When I was 28 years old, I was doing stand-up comedy part-time. The place I called "my home club" was very strict on one policy: no swearing. The owner was smart that way. You couldn't own a club in the bible-toting panhandle of Texas and offend your clientele, no matter how drunk they were. Only the comics whose headshots were familiar from television could pull that off.
We openers were far from recognizable. We weren't even locally popular. Admittedly, it was probably a stretch to even call us entertainers. But I had enough material to get paid to open on a regular basis and part of my duties included being the M.C. on open mike nights.

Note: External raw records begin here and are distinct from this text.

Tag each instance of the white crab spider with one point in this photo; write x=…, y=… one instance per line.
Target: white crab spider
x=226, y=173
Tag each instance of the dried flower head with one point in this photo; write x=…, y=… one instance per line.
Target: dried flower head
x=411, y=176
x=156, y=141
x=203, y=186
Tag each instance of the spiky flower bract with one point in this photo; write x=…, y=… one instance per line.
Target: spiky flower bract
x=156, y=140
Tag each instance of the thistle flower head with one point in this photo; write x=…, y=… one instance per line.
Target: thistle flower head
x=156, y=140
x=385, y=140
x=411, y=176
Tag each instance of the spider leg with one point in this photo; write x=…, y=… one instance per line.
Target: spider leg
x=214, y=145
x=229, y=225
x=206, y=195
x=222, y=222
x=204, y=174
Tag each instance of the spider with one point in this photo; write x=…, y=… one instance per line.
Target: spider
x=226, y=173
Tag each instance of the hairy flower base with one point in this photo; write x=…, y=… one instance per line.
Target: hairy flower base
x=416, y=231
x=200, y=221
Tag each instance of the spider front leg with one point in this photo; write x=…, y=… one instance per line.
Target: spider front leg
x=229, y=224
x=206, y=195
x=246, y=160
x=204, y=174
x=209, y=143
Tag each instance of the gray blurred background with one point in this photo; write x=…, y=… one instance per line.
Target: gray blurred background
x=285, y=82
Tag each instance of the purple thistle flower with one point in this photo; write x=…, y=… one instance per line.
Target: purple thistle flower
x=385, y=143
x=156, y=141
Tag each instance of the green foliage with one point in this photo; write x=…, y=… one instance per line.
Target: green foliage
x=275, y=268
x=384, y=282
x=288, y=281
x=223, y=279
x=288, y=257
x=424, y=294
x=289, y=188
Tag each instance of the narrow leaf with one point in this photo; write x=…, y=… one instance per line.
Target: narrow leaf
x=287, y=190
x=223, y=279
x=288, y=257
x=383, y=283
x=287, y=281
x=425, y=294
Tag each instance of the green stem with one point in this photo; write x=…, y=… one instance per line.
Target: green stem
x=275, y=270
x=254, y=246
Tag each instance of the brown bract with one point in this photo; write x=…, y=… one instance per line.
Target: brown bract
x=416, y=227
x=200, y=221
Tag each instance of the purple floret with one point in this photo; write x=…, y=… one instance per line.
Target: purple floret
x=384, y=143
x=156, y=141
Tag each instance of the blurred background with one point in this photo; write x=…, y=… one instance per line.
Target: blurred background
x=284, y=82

Open mike nights are how everyone who's ever done stand-up got their start. And in that era of Eddie Murphy and Andrew Dice Clay we'd encounter young bucks who were certain they could imitate those callous masters and gain overnight success. The problem was, they were warned straight-away, they'd have to shelf the f-bombs.
The other problem was, when you're 18 years old, you're sure even the club owner doesn't know shit.
That's where I came in. After the first infraction, the owner would give them the light. After the second, he'd blind them with it, and after the third, he sent me on stage to break the mesmerizing bond of a high schooler plagiarizing an entire act by summoning a loud round of applause to disguise his exit.
This happened one week when we happened to have a rare comedienne as the middle act and I found it a great change of pace to work with her. After the above offender had been inevitably whisked out the front, she shook her head and said what the veterans in the room were all probably pondering, but it was an iconic statement to me: "I don't know what these kids are thinking. They're what, 18 years old? What could they possibly have to say about life?"
She was right. Even at 28, what did I know? So I set my aspirations aside and lived. And lived, and lived, and lived, always with the prospect of writing again in the back of my mind. Then at 44, the opportunity to take time off shined upon me like a glaring noonday sun, and I took it. Then I never looked back.
Fast forward 16 years. I'd finished my first novel (A Boy Named Trevor Catcher) and begged anyone who was kind enough to invest 300 pages of time into reading uncharted territory, to fasten their seatbelt. Not long after that, an obliged teenager who took the challenge approached me with teary eyes and cried, "Oh my God, it's like you know what it's like to be seventeen!"
No kidding. And 27. And 37. And then 47. Now I love 50 so much I'll probably be like one of those obsessed concert goers who sleeps in the parking lot to buy the first ticket when 57 comes to town.
If you ever wondered what it's all about, I'm here to say, "That's the easy part." It's all about living your story. The hard part is sticking to the script.
That's why they say, "Thoughts become things. Pick the good ones."